Seizing on the 23rd observance of Earth Day, federal, state and local officials have announced a series of steps aimed at cleaning up Baltimore, including a new study of the health and environmental risks faced by urban residents.
But the announcement yesterday struck a sour note with some environmentalists, who accused officials of dodging their responsibilities to crack down on pollution.
The U.S. Environmental Protection Agency said it has chosen Baltimore and Washington, D.C., to launch a new program aimed at identifying and reducing the public health and environmental hazards to which city dwellers may be exposed.
The EPA plans to spend $400,000 in the next year to assess the risks for the cities' residents, officials said.
Mayor Kurt L. Schmoke also unveiled his second annual list of environmental "initiatives" for the city. The plans include cleaning up buildings contaminated with asbestos and other hazardous materials, removing leaking underground fuel tanks and reducing emissions from the city's fleet of cars and trucks by buying cleaner vehicles.

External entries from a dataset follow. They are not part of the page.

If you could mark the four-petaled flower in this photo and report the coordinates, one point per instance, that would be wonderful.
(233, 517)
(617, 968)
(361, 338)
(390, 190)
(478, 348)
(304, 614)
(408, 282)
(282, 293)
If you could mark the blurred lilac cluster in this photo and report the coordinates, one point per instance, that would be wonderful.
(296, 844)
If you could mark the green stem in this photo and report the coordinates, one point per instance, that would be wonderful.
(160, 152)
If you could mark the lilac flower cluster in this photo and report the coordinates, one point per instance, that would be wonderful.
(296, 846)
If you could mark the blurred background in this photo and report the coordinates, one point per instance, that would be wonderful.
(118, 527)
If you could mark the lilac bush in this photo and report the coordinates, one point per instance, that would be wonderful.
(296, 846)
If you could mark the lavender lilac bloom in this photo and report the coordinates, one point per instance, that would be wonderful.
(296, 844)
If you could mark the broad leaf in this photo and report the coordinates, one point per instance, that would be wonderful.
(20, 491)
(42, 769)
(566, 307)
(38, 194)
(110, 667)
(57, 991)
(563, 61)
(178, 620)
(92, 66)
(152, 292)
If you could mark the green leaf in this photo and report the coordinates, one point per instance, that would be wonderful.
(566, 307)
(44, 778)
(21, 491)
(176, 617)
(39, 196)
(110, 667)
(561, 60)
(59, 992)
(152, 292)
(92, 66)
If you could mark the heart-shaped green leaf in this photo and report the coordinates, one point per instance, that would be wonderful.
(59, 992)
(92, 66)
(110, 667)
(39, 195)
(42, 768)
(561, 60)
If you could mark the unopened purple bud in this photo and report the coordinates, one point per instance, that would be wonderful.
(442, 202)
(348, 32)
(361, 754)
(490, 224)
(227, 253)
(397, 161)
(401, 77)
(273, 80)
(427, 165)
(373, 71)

David Monsma, a spokesman for the Environmental Action Foundation in Takoma Park, charged that the EPA study is intended to "lay the cost and blame for urban pollution on city inhabitants."
The foundation is giving "poisoned planet" awards today in Baltimore, including one to Willard Hackerman, the owner of the Pulaski incinerator, which has been cited repeatedly recently for air and water pollution violations.